Monroe’s vision. He was truly a unique American music phenomenon.
Monroe inspired an entire generation of musicians and his influence lives on in all the varieties of bluegrass, newgrass, swing, jazz and a hundred other variations of playing involving the mandolin, but no one has embodied that variety more than a kid from Kentucky named Ricky Skaggs. His father started him out with a mandolin around age 6 and before he was out of his teens, he played on stage with Monroe himself, with childhood buddy Keith Whitley, Flatt and Scruggs and toured with the Stanley Brothers.
Bluegrass and its predecessor, the “old time” music, that was originally the dance music and music played in homes and small communities of the South that had traipsed across the Atlantic from the border regions of Scotland through Ulster and Ireland as immigrants to the New World, settling in the mountains of the South. They brought with them the instruments of their folk music, and it underlay their common life for generations. Like all immigrants, their music was a powerful identity that helped buffer them against the hardships of fitting into a new and strange country that did not always want them.
Like all people, the love for their children motivated their work, way of life, and the sharing of their music. Today, like few other music forms, you will see men in their eighties at a bluegrass festival sitting in a circle jamming with teenagers strumming guitars and 6 year old fiddle and mandolin players. Ricky Skaggs was one of those children.

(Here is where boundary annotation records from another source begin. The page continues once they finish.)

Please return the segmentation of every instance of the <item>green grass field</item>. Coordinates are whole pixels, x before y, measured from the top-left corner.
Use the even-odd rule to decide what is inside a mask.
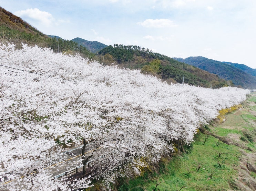
[[[243,187],[249,187],[248,185],[251,180],[248,182],[243,180],[239,174],[244,172],[241,171],[243,163],[248,162],[250,156],[256,153],[256,128],[253,123],[256,120],[254,113],[256,104],[252,104],[256,102],[256,95],[249,96],[246,102],[242,111],[232,112],[222,124],[208,126],[209,131],[229,138],[233,144],[224,143],[212,136],[204,142],[207,136],[199,132],[195,141],[187,148],[186,153],[176,153],[171,159],[162,159],[156,167],[149,167],[141,176],[121,180],[122,183],[116,190],[242,191]],[[240,145],[248,148],[242,148]],[[253,158],[253,160],[255,160]],[[256,162],[254,162],[255,164]],[[248,180],[256,178],[256,173],[253,171],[246,176]],[[253,187],[251,188],[253,190]]]

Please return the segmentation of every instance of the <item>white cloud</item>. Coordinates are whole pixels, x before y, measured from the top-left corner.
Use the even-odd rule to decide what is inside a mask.
[[[14,14],[21,17],[28,17],[49,27],[55,19],[51,13],[45,11],[41,11],[37,8],[28,9],[25,10],[18,11]]]
[[[211,7],[210,6],[208,6],[206,7],[206,9],[209,10],[209,11],[212,11],[213,9],[213,8],[212,7]]]
[[[172,37],[173,36],[171,36]],[[172,38],[168,37],[163,37],[161,36],[153,36],[150,35],[146,35],[143,38],[145,40],[157,40],[160,41],[172,41]]]
[[[154,40],[155,38],[150,35],[145,36],[143,37],[143,39],[145,39],[146,40]]]
[[[99,34],[99,33],[96,32],[96,31],[94,29],[91,29],[91,30],[93,32],[94,34],[95,34],[95,35],[97,35]]]
[[[155,0],[154,1],[158,3],[164,8],[179,8],[187,5],[190,2],[194,2],[195,0]]]
[[[143,22],[137,23],[144,27],[163,28],[164,27],[173,27],[177,26],[173,22],[169,19],[147,19]]]

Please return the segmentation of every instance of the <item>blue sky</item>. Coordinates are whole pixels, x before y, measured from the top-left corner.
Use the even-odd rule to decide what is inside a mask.
[[[43,33],[256,68],[255,0],[0,0]]]

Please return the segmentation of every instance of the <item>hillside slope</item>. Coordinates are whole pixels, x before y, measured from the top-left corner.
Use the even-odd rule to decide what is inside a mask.
[[[230,64],[202,56],[174,58],[217,74],[226,80],[231,80],[236,85],[245,88],[256,88],[256,77]]]
[[[140,175],[181,139],[193,142],[200,124],[249,93],[169,85],[138,70],[37,46],[1,44],[0,62],[0,175],[9,182],[1,190],[71,190],[68,182],[50,178],[46,167],[83,141],[96,143],[91,153],[102,157],[93,175],[109,188],[120,176]],[[89,182],[75,181],[72,190]]]
[[[107,46],[97,41],[89,41],[81,38],[75,38],[71,40],[77,43],[79,46],[82,45],[94,53],[95,53],[102,48]]]
[[[209,88],[212,84],[213,88],[217,88],[228,85],[227,81],[216,74],[136,45],[110,45],[101,50],[98,55],[101,62],[115,62],[120,67],[141,69],[168,82],[182,83],[184,77],[184,83],[197,86]]]
[[[4,9],[1,8],[0,12],[0,22],[3,23],[0,26],[0,39],[3,41],[11,41],[16,45],[19,44],[19,47],[22,47],[21,43],[23,42],[31,45],[49,47],[55,52],[66,52],[73,55],[79,52],[84,57],[96,60],[103,64],[116,62],[120,67],[141,69],[143,72],[156,76],[169,83],[182,83],[184,77],[185,83],[205,87],[218,88],[233,85],[216,75],[179,62],[144,47],[117,44],[114,47],[106,47],[102,43],[81,38],[69,40],[58,36],[50,36],[50,38]],[[79,43],[82,45],[79,46]],[[85,46],[89,46],[88,48],[93,51],[105,48],[95,55]],[[157,68],[153,69],[153,65],[156,64],[155,66]]]
[[[254,69],[253,68],[252,68],[246,65],[241,64],[232,63],[232,62],[222,62],[223,63],[234,66],[236,68],[239,68],[246,73],[251,74],[252,76],[256,76],[256,69]]]

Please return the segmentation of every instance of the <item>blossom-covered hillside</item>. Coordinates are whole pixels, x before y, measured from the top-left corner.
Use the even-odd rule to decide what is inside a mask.
[[[44,169],[83,139],[101,148],[94,154],[104,156],[96,178],[106,185],[139,175],[173,149],[173,140],[189,144],[201,124],[249,93],[169,85],[139,70],[26,45],[1,45],[0,62],[0,179],[16,179],[10,190],[88,186],[86,180],[70,187],[51,180]]]

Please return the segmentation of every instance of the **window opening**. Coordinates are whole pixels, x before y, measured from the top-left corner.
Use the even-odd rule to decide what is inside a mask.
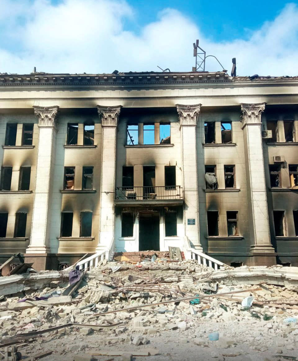
[[[238,236],[238,212],[229,211],[227,212],[228,223],[228,235]]]
[[[224,166],[224,184],[226,188],[235,188],[235,166]]]
[[[209,122],[204,124],[205,143],[215,143],[215,122]]]
[[[160,144],[170,144],[171,125],[169,123],[160,123],[159,140]]]
[[[165,212],[165,230],[166,237],[177,235],[177,213],[176,212]]]
[[[122,167],[122,187],[127,190],[133,189],[133,167]]]
[[[166,191],[176,189],[176,166],[165,166],[165,186]]]
[[[25,237],[26,233],[26,223],[27,214],[23,212],[15,213],[14,237]]]
[[[222,122],[221,133],[222,143],[232,143],[232,123]]]
[[[0,190],[10,191],[12,184],[12,167],[2,167],[0,178]]]
[[[127,126],[127,139],[126,144],[129,145],[135,145],[138,144],[139,126],[138,124],[130,124]]]
[[[72,234],[72,212],[62,212],[61,214],[60,237],[71,237]]]
[[[218,211],[208,211],[207,222],[208,225],[208,235],[218,236],[219,235]]]
[[[274,231],[276,236],[285,236],[285,222],[284,210],[274,210],[273,218],[274,221]]]
[[[133,213],[123,212],[121,214],[121,236],[132,237],[133,236]]]
[[[81,212],[80,237],[91,237],[92,229],[92,212]]]
[[[6,237],[8,219],[8,213],[0,213],[0,237],[1,238]]]
[[[79,130],[78,123],[68,123],[67,124],[67,144],[70,145],[76,145],[77,144],[77,133]]]
[[[94,124],[84,124],[84,145],[94,145]]]
[[[154,125],[144,124],[143,127],[143,144],[154,144]]]
[[[269,164],[270,187],[280,187],[280,165]]]
[[[33,124],[23,125],[22,145],[32,145],[33,142]]]
[[[15,145],[17,127],[18,125],[16,123],[6,125],[6,134],[5,136],[5,145]]]
[[[206,189],[217,189],[216,166],[205,166],[205,180]]]
[[[74,168],[74,185],[75,176]],[[82,189],[93,189],[93,167],[83,167],[83,179],[82,181]],[[73,189],[73,188],[71,188]]]
[[[30,188],[30,178],[31,167],[21,167],[20,168],[20,178],[19,182],[19,191],[28,191]]]

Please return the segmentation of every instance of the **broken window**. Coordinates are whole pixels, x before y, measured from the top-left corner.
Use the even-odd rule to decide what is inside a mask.
[[[277,142],[277,122],[276,120],[267,121],[267,129],[272,132],[272,142]]]
[[[205,166],[205,180],[206,189],[217,189],[216,166]]]
[[[280,165],[269,164],[269,173],[271,188],[280,187]]]
[[[293,142],[294,122],[292,120],[284,121],[284,127],[285,129],[285,138],[286,142]]]
[[[23,125],[23,134],[22,136],[22,145],[32,145],[33,142],[33,124]]]
[[[5,238],[6,237],[6,230],[8,219],[8,213],[0,213],[0,237],[1,238]]]
[[[176,167],[165,166],[165,186],[166,191],[176,189]]]
[[[15,213],[14,237],[16,238],[18,237],[25,237],[27,221],[27,213],[19,212]]]
[[[215,122],[209,122],[204,124],[205,143],[215,143]]]
[[[77,123],[68,123],[67,124],[67,140],[66,144],[70,145],[77,144],[77,132],[79,124]]]
[[[92,229],[92,212],[81,212],[80,237],[91,237]]]
[[[228,223],[228,235],[238,236],[238,212],[229,211],[227,212]]]
[[[10,191],[12,184],[12,167],[2,167],[0,178],[0,190]]]
[[[154,144],[154,124],[144,124],[143,127],[143,144]]]
[[[5,145],[15,145],[17,127],[18,125],[15,123],[6,125],[6,133],[5,136]]]
[[[75,182],[75,169],[74,169],[74,183]],[[83,167],[82,189],[93,189],[93,167]],[[73,189],[73,188],[71,188]]]
[[[75,167],[64,167],[64,183],[63,189],[75,189]]]
[[[207,222],[208,225],[208,235],[218,236],[218,211],[208,211],[207,212]]]
[[[224,185],[226,188],[235,188],[235,166],[224,166]]]
[[[285,236],[285,221],[284,210],[273,210],[273,218],[274,221],[274,231],[276,236]]]
[[[30,188],[31,167],[21,167],[19,181],[19,191],[28,191]]]
[[[60,237],[71,237],[72,234],[72,212],[62,212],[61,214]]]
[[[133,213],[130,212],[123,212],[121,216],[121,236],[132,237],[133,236]]]
[[[177,235],[177,213],[174,212],[165,212],[165,231],[166,237]]]
[[[169,123],[160,123],[159,140],[160,144],[170,144],[171,125]]]
[[[130,124],[127,126],[126,144],[135,145],[138,144],[139,139],[139,126],[138,124]]]
[[[232,123],[231,122],[222,122],[222,143],[232,143]]]
[[[133,189],[133,167],[122,167],[122,187],[127,190]]]
[[[94,145],[94,123],[84,124],[84,145]]]

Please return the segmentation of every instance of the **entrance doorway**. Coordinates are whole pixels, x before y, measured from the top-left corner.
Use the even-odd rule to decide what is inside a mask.
[[[159,251],[159,212],[140,212],[139,230],[139,251]]]

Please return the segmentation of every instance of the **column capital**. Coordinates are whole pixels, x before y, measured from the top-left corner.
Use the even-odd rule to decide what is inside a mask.
[[[241,103],[241,111],[243,115],[241,122],[244,126],[246,124],[260,124],[261,123],[261,114],[265,110],[266,103],[257,104],[245,104]]]
[[[56,117],[59,107],[34,106],[34,114],[38,117],[38,126],[53,127],[56,128],[58,125]]]
[[[201,105],[201,104],[192,105],[176,104],[180,126],[182,125],[196,125]]]
[[[103,106],[97,105],[97,112],[102,127],[116,127],[122,105]]]

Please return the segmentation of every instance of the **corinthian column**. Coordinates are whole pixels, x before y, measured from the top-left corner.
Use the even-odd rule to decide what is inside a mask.
[[[33,108],[34,114],[38,118],[39,135],[32,227],[30,244],[26,252],[27,254],[37,255],[47,253],[50,250],[48,242],[50,226],[48,216],[53,191],[58,125],[56,117],[59,106]],[[31,256],[34,258],[33,255]],[[44,261],[39,262],[40,264],[37,268],[44,269],[45,260]]]
[[[261,129],[266,104],[240,104],[253,254],[274,252],[270,241]]]
[[[199,228],[196,126],[201,105],[176,105],[180,125],[185,235],[192,245],[200,251],[202,248]]]
[[[121,108],[97,105],[102,131],[99,240],[97,251],[105,248],[114,236],[117,127]]]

It gives hope to look at our children and imagine what they might do. They are not jaded yet by our own deep prejudices and ignorant opinions
about “how it is.” So today, I share this video I came across of little RIcky Skaggs, age seven, playing on television with Lester Flatt and Earl Scruggs. Teach your children well. And maybe their elder’s failures will give way to something wonderful, unexpected and new.
Doesn’t conflict at this moment in Lent to me at all, when we are wringing hands, troubled in mind, struggling with hope and anxious to the gills, to pick up my mandolin at home, play a tune, and feel something lift out of the room. Wherever that sound came from (and as a man of faith, I think I know), it says, “There’s still something unexpectedly beautiful up ahead. Go on, and don’t give up.” If you don’t know any seven year olds, I suggest you enlarge your life and bit, get out of yourself, and look for hope in the strings and paintings and delightful voices of the young.